We can start adding headers willy-nilly, and that's actually okay, but opens up security concerns. If you aren't certain that only trusted clients can access your backend server, can you really trust the headers? It's no good if anyone can connect to your server with X-Remote-User: admin and then you trust that information. With no concept of trusted and untrusted headers, we have to rely on ad hoc configuration for security. This is both difficult to setup and maintain, and doing it wrong can lead to a very insecure setup.
The previous issues can all be resolved with conventions about new HTTP headers. This one is much harder.
I'd like to use HTTP like a pipe. Really! None of the issues I've brought up are new, but they also aren't well answered despite their age. In comparison, FastCGI and SCGI actually answer most of these problems right now.
If we're going to use HTTP this way -- and there's great reasons to start doing this -- we need to work harder at coming up with a good answer for these kinds of issues.
I can only see two viable options to trusting data in headers/urls, share a secret and sign the header with that (a simple example would be to just to set the authorization header for the backend, but that requires that the backend have some sort of authentication system in place to check the data) or only allow requests to from trusted servers/ports.
The security problem doesn't seem to have much to do with HTTP headers, really. If your back-end server is open to the network, the entire content of each request is suspect, right?
You need authentication; and you need to secure the channel from snooping and tampering. Each of these three facets of the problem has to be enforced in some protocol layer.
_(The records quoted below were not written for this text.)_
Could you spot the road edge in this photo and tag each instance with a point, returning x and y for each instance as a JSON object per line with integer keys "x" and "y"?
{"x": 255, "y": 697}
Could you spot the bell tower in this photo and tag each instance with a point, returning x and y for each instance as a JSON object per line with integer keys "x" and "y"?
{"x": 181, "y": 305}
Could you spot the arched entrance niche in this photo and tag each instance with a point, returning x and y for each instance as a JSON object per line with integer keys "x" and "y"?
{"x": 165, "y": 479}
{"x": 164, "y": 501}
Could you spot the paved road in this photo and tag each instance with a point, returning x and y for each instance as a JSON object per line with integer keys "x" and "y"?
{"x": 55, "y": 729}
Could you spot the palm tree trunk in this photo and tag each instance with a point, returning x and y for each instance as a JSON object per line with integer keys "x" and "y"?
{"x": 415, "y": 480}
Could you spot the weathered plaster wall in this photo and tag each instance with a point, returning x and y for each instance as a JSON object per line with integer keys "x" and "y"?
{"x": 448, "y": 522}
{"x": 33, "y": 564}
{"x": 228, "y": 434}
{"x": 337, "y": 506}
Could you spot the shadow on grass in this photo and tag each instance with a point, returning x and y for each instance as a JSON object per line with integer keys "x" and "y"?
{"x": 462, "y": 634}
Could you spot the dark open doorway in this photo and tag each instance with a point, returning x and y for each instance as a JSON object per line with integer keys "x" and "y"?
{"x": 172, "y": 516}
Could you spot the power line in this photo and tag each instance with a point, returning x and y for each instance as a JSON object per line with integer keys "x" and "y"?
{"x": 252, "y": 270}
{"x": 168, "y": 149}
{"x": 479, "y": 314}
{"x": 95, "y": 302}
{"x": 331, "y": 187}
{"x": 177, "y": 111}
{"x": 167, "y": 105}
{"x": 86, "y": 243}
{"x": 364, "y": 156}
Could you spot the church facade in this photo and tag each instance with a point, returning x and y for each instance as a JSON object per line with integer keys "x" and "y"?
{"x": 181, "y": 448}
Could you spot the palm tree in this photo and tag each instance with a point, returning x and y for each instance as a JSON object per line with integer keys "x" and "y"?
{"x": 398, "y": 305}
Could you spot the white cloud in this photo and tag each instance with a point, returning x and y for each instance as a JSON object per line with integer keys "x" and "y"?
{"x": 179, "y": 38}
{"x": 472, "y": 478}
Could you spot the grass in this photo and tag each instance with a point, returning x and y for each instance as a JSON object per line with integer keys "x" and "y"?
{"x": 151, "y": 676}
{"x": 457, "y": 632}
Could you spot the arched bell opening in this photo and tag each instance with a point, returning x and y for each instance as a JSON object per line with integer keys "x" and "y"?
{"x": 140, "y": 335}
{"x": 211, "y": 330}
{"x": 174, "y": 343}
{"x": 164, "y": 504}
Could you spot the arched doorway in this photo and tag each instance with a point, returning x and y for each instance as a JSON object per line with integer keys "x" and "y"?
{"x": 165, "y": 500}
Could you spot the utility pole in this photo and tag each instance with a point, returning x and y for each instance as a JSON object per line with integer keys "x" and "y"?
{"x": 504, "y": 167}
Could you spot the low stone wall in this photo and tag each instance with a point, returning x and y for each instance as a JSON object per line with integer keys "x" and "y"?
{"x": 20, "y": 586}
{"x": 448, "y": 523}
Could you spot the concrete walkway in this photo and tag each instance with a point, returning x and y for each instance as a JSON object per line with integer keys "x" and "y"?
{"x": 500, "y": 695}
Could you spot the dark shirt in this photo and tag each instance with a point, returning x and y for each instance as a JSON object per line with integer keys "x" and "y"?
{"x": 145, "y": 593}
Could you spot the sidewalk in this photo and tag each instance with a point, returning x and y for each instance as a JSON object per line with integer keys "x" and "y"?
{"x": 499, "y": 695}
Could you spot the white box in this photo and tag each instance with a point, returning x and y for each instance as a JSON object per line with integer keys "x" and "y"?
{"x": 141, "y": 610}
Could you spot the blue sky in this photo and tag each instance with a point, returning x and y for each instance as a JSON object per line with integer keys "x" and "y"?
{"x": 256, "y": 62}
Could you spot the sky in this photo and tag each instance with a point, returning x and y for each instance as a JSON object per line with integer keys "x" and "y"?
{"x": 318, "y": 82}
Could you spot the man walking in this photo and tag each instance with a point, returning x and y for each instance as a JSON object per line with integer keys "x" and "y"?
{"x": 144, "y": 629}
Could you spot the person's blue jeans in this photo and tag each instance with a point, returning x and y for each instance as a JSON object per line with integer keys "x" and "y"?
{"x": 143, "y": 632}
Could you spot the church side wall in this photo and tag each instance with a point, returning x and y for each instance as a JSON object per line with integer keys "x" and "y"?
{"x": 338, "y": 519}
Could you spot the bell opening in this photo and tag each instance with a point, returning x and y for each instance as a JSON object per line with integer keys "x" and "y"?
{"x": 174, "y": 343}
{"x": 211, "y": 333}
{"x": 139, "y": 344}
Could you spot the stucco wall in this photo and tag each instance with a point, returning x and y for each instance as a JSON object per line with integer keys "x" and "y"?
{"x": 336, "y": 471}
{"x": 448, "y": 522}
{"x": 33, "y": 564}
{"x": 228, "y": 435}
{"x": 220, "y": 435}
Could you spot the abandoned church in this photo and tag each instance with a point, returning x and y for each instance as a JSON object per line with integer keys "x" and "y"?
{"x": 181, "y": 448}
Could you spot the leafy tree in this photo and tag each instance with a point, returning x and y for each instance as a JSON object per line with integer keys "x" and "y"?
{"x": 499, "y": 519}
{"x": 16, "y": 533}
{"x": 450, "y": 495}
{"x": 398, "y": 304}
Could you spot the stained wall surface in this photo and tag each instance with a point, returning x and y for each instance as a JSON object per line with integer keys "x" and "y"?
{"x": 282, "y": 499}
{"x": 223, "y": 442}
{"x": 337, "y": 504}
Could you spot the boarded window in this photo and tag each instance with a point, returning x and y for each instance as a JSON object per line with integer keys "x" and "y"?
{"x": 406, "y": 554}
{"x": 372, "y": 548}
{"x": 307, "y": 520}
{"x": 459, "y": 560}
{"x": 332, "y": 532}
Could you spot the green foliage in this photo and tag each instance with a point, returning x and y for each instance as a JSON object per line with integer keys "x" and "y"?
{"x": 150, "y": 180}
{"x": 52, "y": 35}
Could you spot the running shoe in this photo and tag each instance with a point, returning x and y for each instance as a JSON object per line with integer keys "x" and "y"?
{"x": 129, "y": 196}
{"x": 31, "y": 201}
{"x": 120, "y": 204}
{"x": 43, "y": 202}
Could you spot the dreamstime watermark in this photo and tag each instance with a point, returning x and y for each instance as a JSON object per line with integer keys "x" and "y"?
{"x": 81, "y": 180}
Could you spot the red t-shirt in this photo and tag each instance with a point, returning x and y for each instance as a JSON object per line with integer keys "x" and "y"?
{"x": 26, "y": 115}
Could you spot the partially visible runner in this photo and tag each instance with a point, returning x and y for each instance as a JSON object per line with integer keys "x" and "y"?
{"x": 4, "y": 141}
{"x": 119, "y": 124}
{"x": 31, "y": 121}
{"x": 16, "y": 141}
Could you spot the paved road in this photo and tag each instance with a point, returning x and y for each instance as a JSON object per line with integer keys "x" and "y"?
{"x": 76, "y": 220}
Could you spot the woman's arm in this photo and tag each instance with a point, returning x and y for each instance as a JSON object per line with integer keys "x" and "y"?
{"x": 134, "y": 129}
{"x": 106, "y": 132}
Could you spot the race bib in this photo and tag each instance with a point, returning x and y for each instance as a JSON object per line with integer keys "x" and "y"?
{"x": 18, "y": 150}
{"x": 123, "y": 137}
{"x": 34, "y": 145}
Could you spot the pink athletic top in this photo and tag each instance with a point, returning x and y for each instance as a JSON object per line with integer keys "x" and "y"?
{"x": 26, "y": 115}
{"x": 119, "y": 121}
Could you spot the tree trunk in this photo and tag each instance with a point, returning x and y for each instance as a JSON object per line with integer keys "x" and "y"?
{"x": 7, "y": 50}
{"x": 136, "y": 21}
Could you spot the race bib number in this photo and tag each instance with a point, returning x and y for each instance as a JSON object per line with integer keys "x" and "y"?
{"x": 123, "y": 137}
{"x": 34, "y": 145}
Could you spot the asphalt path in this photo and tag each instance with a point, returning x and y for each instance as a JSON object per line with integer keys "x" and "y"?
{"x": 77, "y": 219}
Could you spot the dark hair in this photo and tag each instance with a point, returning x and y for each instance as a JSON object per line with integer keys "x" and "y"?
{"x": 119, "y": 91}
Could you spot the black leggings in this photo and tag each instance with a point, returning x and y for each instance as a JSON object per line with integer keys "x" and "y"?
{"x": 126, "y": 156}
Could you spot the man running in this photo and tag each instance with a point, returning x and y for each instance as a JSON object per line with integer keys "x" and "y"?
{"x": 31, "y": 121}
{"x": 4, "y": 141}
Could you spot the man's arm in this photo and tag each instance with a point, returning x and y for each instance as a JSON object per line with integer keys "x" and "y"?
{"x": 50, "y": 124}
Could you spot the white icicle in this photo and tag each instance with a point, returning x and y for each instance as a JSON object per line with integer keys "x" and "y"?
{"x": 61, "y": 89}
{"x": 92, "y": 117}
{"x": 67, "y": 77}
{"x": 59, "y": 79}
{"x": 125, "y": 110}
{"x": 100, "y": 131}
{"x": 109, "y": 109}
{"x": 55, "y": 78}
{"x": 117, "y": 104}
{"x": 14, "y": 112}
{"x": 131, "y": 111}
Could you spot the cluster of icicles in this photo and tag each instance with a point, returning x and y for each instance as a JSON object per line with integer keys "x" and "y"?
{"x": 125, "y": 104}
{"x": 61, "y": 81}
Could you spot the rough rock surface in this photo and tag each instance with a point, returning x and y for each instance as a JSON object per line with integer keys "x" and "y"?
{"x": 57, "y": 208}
Take authentication. You need to: (a) stack HTTP on top of a network-level protocol that authenticates; OR (b) use some hypothetical flavor of HTTP authentication that's actually secure; OR (c) stack another authentication-capable protocol on top of HTTP--you know, SOAP with digital signatures or whatever they're doing these days.
- doesn't exist, and everyone knows (c) is immoral, so take (a). This is the "don't do that" solution. Just do exactly what you said you weren't going to do, and firewall off the back-end server. There are several ways to do it--SSL; SSH (?); checking getpeername(); moving the back-end server to another machine behind a physical firewall; VMware... some of which have performance problems, and some of which are only secure given certain prerequisites. You can pick one way that will work everywhere; or you can have your system choose the best way dynamically; or you can push the burden of configuring all the pieces to talk together onto the user.
Or take tampering. You need to: (a) stack HTTP on top of a protocol that provides a no-tampering guarantee; or (b) use some hypothetical HTTP feature that prevents tampering, like adding an HTTP header with a digitally signed hash of the message; or (c) stack another protocol on top of HTTP. Again with the SOAP.
Etc. The world of (a) contains multitudes, with no means of interoperability; the standards for (b) simply doesn't have the features you need; and the stuff at level (c) is despised by all right-thinking persons.
-j